Pancreatic cancer often has a poor prognosis, even when diagnosed early. It is typically spreads rapidly and is seldom detected in its early stages, which is a major reason why it's a leading cause of cancer death. Signs and symptoms may not appear until the cancer is quite advanced and complete surgical removal isn't possible.
Now scientists have discovered a sign of the early development of pancreatic cancer, an upsurge in certain amino acids that occurs before the disease is diagnosed and symptoms appear. The research is being published online today by the journal Nature Medicine.
Although the increase isn't large enough to be the basis of a new test for early detection of the disease, the findings will help researchers better understand how pancreatic cancer affects the rest of the body, particularly how it can trigger the sometimes deadly muscle-wasting disease known as cachexia.
The researchers utilized blood samples collected years earlier from 1,500 people participating in large health-tracking studies. They analyzed the samples for more than 100 different metabolites, substances produced by the metabolic process, and compared the results from participants who had gone on to develop pancreatic cancer and those who had not. The amount of time that would elapse before those individuals were diagnosed with pancreatic cancer ranged from two to 25 years, although the highest risk was in the several years before diagnosis, the researchers found.

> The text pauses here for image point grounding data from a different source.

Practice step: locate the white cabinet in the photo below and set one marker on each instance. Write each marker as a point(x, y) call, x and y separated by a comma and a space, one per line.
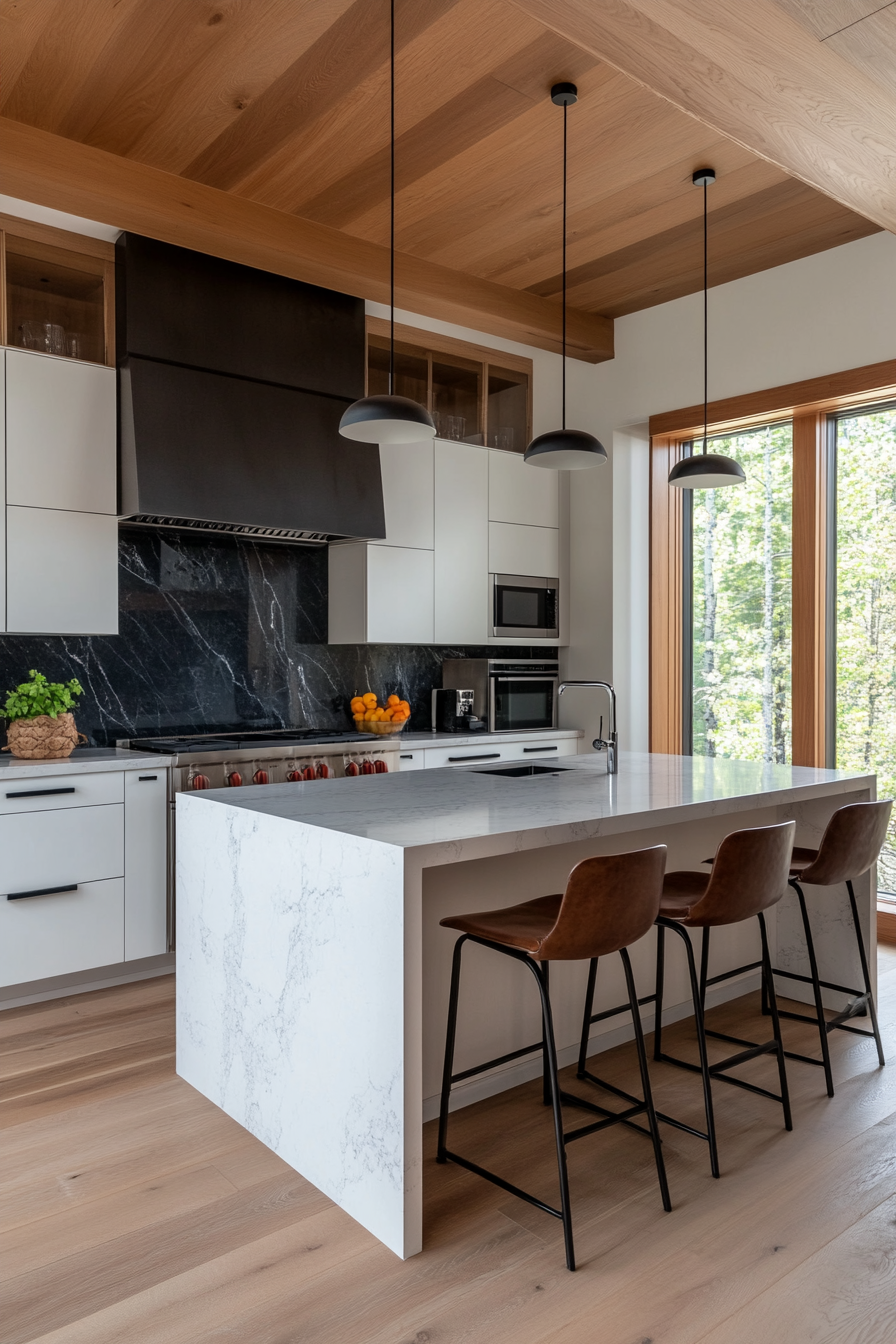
point(515, 549)
point(461, 544)
point(62, 573)
point(83, 874)
point(145, 863)
point(59, 543)
point(407, 495)
point(520, 493)
point(380, 594)
point(61, 433)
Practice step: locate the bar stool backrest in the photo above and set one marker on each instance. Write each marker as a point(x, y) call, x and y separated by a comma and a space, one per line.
point(852, 842)
point(609, 903)
point(748, 874)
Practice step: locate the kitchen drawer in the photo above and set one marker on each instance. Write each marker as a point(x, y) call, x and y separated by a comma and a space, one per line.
point(486, 753)
point(54, 936)
point(55, 848)
point(544, 749)
point(58, 790)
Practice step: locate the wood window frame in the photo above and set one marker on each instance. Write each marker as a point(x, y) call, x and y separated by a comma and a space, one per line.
point(433, 343)
point(809, 406)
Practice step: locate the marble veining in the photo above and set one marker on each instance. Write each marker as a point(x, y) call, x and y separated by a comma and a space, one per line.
point(220, 632)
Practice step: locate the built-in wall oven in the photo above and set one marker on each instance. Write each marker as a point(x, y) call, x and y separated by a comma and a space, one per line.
point(524, 608)
point(512, 696)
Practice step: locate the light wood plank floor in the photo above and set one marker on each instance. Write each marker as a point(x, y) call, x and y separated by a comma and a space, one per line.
point(132, 1210)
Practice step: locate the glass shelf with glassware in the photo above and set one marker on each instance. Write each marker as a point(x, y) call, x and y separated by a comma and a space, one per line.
point(57, 299)
point(474, 394)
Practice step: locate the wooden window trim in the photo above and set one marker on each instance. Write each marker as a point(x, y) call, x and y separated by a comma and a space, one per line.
point(808, 403)
point(437, 344)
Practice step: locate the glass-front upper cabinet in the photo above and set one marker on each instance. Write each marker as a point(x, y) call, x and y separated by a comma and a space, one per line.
point(473, 398)
point(57, 299)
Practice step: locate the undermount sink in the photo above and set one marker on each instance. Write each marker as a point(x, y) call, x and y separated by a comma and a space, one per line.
point(521, 772)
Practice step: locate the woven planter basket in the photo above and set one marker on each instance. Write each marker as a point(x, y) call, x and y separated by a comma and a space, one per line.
point(43, 738)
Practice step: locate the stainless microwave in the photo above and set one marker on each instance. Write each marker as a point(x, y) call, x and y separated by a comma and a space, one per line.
point(512, 696)
point(524, 608)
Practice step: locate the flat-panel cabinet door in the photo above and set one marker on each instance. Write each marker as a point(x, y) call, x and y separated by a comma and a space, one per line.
point(520, 493)
point(399, 596)
point(407, 493)
point(62, 573)
point(524, 550)
point(61, 434)
point(145, 863)
point(461, 543)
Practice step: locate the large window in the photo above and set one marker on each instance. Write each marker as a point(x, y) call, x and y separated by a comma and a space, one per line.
point(865, 605)
point(738, 604)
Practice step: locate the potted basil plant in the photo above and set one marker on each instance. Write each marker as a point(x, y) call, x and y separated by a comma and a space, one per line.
point(42, 726)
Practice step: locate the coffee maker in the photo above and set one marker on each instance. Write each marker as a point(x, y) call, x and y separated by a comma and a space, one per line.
point(453, 712)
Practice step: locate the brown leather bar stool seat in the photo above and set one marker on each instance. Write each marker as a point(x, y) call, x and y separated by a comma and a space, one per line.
point(850, 844)
point(748, 876)
point(609, 903)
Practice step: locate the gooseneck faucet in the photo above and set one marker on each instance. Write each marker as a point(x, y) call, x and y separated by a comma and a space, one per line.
point(611, 743)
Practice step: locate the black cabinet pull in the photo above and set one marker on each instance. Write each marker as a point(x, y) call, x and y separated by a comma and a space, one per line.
point(39, 793)
point(40, 891)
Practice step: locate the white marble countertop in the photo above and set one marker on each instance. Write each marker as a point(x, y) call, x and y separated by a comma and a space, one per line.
point(82, 761)
point(465, 739)
point(454, 808)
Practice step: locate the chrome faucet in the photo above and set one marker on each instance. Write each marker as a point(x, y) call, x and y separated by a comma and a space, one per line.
point(601, 743)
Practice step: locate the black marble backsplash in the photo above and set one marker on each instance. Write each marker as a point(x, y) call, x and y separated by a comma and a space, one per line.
point(216, 633)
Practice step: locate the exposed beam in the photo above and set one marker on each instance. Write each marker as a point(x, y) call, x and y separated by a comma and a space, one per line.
point(51, 171)
point(756, 75)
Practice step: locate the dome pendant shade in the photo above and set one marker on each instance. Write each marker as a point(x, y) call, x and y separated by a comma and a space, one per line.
point(387, 420)
point(707, 472)
point(564, 450)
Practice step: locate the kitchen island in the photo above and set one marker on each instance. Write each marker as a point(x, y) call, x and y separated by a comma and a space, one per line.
point(312, 971)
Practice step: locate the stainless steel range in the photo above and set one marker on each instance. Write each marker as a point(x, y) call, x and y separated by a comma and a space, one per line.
point(257, 758)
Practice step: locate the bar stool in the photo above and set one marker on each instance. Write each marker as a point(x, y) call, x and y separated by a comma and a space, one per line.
point(850, 844)
point(609, 903)
point(748, 876)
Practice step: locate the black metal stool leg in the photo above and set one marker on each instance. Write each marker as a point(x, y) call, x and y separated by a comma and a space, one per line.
point(869, 996)
point(701, 1047)
point(449, 1050)
point(816, 985)
point(775, 1022)
point(586, 1020)
point(645, 1079)
point(661, 973)
point(551, 1061)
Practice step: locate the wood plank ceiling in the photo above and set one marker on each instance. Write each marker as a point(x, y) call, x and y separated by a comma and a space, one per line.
point(285, 102)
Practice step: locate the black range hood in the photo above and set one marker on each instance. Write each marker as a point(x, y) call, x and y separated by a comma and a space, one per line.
point(231, 387)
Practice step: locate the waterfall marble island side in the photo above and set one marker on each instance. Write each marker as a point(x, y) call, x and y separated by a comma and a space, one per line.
point(312, 971)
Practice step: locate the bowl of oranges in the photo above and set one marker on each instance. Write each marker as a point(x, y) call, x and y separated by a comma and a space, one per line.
point(383, 719)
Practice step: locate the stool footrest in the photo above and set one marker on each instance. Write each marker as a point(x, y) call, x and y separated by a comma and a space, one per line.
point(501, 1183)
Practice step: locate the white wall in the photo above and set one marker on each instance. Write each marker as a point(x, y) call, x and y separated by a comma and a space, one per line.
point(821, 315)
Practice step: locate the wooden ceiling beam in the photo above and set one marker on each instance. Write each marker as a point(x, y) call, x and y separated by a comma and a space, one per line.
point(51, 171)
point(756, 75)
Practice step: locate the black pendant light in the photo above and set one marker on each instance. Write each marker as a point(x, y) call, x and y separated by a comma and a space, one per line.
point(388, 420)
point(564, 449)
point(705, 471)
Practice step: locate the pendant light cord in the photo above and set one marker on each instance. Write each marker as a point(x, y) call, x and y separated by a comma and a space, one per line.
point(705, 323)
point(391, 196)
point(563, 339)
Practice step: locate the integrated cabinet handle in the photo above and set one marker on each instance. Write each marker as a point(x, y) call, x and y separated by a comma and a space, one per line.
point(40, 891)
point(38, 793)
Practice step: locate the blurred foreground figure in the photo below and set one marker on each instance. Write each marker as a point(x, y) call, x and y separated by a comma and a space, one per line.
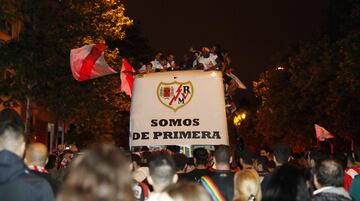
point(36, 157)
point(247, 186)
point(101, 173)
point(288, 183)
point(185, 191)
point(162, 174)
point(16, 182)
point(328, 180)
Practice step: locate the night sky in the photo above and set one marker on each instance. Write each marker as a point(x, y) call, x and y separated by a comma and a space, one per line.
point(252, 31)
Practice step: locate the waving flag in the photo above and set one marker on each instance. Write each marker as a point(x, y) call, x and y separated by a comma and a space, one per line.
point(322, 133)
point(88, 62)
point(127, 77)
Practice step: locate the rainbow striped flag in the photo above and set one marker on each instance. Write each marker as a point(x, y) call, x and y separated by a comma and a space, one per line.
point(211, 187)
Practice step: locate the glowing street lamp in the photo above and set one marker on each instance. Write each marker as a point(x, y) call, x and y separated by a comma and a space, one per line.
point(238, 118)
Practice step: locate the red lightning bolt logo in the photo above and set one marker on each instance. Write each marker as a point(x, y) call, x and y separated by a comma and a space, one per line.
point(178, 92)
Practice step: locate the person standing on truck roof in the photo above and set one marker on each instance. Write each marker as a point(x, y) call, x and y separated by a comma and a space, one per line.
point(207, 60)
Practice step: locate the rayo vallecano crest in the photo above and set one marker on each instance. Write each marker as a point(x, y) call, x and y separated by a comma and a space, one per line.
point(175, 95)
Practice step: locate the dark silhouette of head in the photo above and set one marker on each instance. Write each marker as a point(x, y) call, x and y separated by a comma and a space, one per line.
point(288, 183)
point(329, 173)
point(222, 154)
point(282, 153)
point(201, 156)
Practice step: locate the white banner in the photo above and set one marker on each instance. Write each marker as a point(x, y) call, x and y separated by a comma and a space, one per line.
point(178, 108)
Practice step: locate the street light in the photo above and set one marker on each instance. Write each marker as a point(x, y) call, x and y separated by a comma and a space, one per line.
point(238, 118)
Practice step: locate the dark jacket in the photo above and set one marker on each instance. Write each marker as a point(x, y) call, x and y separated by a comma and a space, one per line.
point(333, 194)
point(55, 184)
point(16, 182)
point(224, 181)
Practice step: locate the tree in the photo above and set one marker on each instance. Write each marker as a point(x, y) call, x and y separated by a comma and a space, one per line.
point(40, 58)
point(318, 82)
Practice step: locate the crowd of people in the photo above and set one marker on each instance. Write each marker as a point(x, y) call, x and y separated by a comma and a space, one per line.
point(109, 173)
point(206, 59)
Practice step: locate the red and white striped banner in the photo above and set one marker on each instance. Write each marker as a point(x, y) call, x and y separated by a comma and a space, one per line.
point(88, 62)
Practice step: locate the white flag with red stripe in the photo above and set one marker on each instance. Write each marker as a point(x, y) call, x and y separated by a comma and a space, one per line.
point(127, 76)
point(322, 133)
point(88, 62)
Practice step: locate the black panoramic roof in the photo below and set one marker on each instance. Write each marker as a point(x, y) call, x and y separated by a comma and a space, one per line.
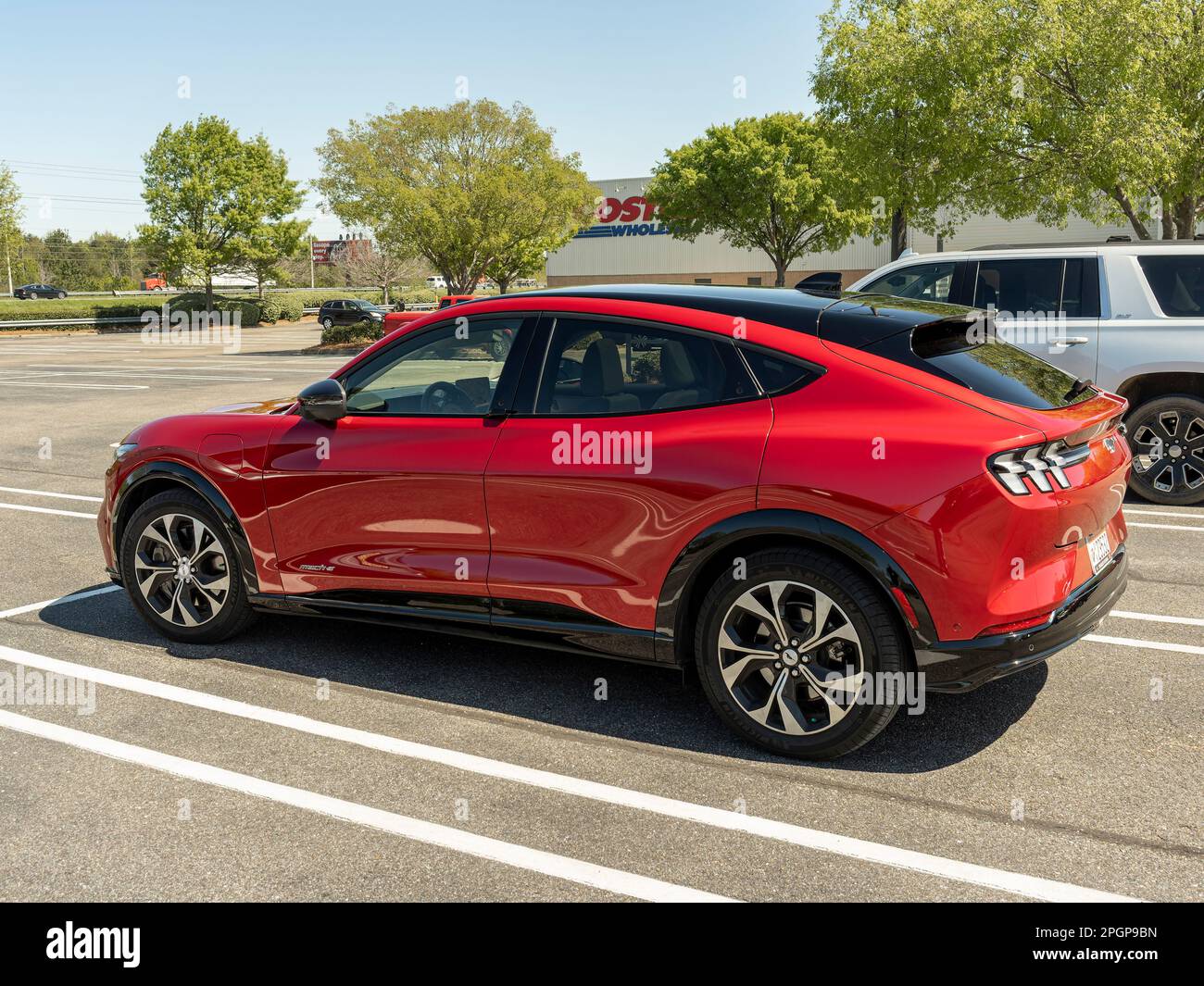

These findings led the researchers to hypothesize that the increase in branched chain amino acids was due to the presence of an early pancreatic tumor, which was confirmed in laboratory experiments performed by a group at MIT. Their experiments showed that mice with newly formed pancreatic tumors had above-normal blood levels of these amino acids. The researchers found the increase was due to a breakdown of muscle tissue, which caused branched amino acids to be released into the bloodstream. This process is similar to what occurs in patients with cancer cachexia.
The findings provide an important lead to scientists studying how pancreatic tumors interact with patients' normal tissues.